Одни львы уйдут от этих уст. Им, как кораблям в океане, никуда не заказан путь!..

VII. ЛЬВИНАЯ ИГРА

Через два дня мы дождались каравана.

В розовом блеске утренней зари показались вдали длинною цепью черные верблюды. Медленно двигались они к нашему оазису. Из шатров выползали обрадованные люди. Арабский поселок жил такими посетителями. Скоро издали послышались звонки, вынеслись вперед арабы на лошадях...

Караван был богатый. На верблюжьих горбах колыхались плетеные и коврами задрапированные пестрые клетки с женщинами и важными маврами, закутанными в белый шелк. За спинами у молодежи, гарцевавшей впереди, были ружья.

Перед нами развернулась одна из самых странных картин пестрого, красочного Магреба. Всадники развернулись длинной линией и с воинственным диким криком ринулись вперед. Мы любовались, как, вскакивая босыми ногами на горбатые седла, они стреляли вверх, вниз, по сторонам, вскидывали ружья и на стремительном бегу ловили их.

Вдруг раздался пронзительный сигнал, и вся эта беснующаяся масса замерла, точно прикованная к своим местам. Молодежь по новому оклику разделилась на две партии. В тучах песку они разбежались на далекое пространство, подбрасывая вверх ружья, ловя их. Точно целили в кого-то и откидывались назад, будто заряжая. Одна партия обдавала другую оскорбительными вызовами, улюлюканьем, какими-то пронзительными восклицаниями на верхних нотах. Отдельные всадники выскакивали вперед и, грозя дулами, проносились мимо враждебной стороны.

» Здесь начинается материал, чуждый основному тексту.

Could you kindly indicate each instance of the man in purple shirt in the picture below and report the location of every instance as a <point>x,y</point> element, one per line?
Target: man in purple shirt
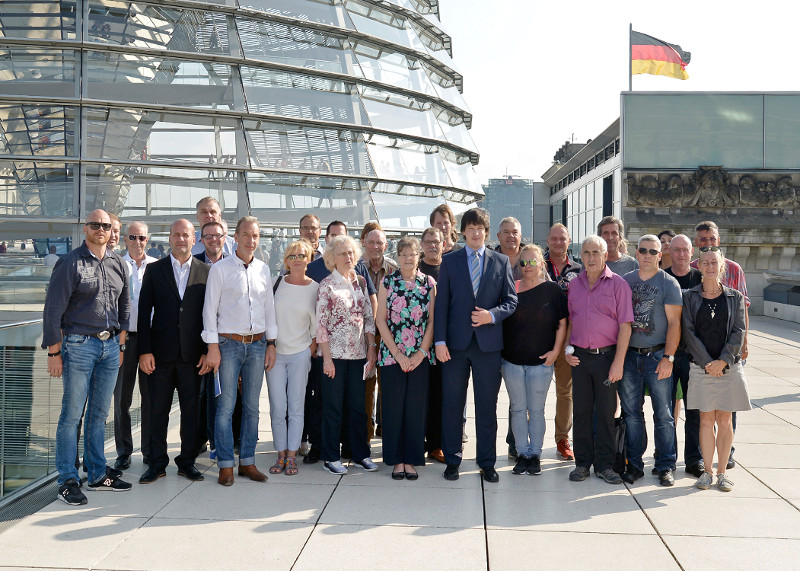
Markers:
<point>601,312</point>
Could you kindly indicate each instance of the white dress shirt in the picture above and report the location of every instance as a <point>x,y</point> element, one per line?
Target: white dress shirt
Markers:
<point>181,273</point>
<point>135,275</point>
<point>238,300</point>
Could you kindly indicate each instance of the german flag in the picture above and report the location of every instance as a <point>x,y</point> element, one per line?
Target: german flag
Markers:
<point>651,55</point>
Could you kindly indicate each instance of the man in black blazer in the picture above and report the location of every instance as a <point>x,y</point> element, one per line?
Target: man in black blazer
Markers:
<point>171,350</point>
<point>475,293</point>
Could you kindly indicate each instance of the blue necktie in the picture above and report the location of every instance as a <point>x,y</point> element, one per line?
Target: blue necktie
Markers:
<point>475,272</point>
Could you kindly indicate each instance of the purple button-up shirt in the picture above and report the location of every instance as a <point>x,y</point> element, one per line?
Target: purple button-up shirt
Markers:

Наконец послышался оглушительный вопль. Группа молодцов кинулась сослепу вперед, стоя в стременах с прикладами у плеча. Бросились врассыпную, но по мере головокружительного бега выравнивались, так что минуту спустя уже неслись стройною, необыкновенно живописною линией.

Противоположная сторона ждала, подняв ружья на прицел. Затрещали залпы, и в дыму и в песке точно свершилось чудо: в седлах никого. Всадники свернулись с седел, на которых болтались львиные шкуры. Охватив шеи коня, ногами держась за стремя, мчались они под беглым огнем противника. Враги за ними. В это время женщины визгливо запели что-то...

Я обернулся к переводчику...

- Они славят этих охотников: "Богатыри Магреба победили и перебили "господ пустыни". Теперь наши верблюды и буйволы могут спокойно пить воду речного оазиса, а дети играть на цветущих берегах".

С этим караваном мы на другой день выступили в путь.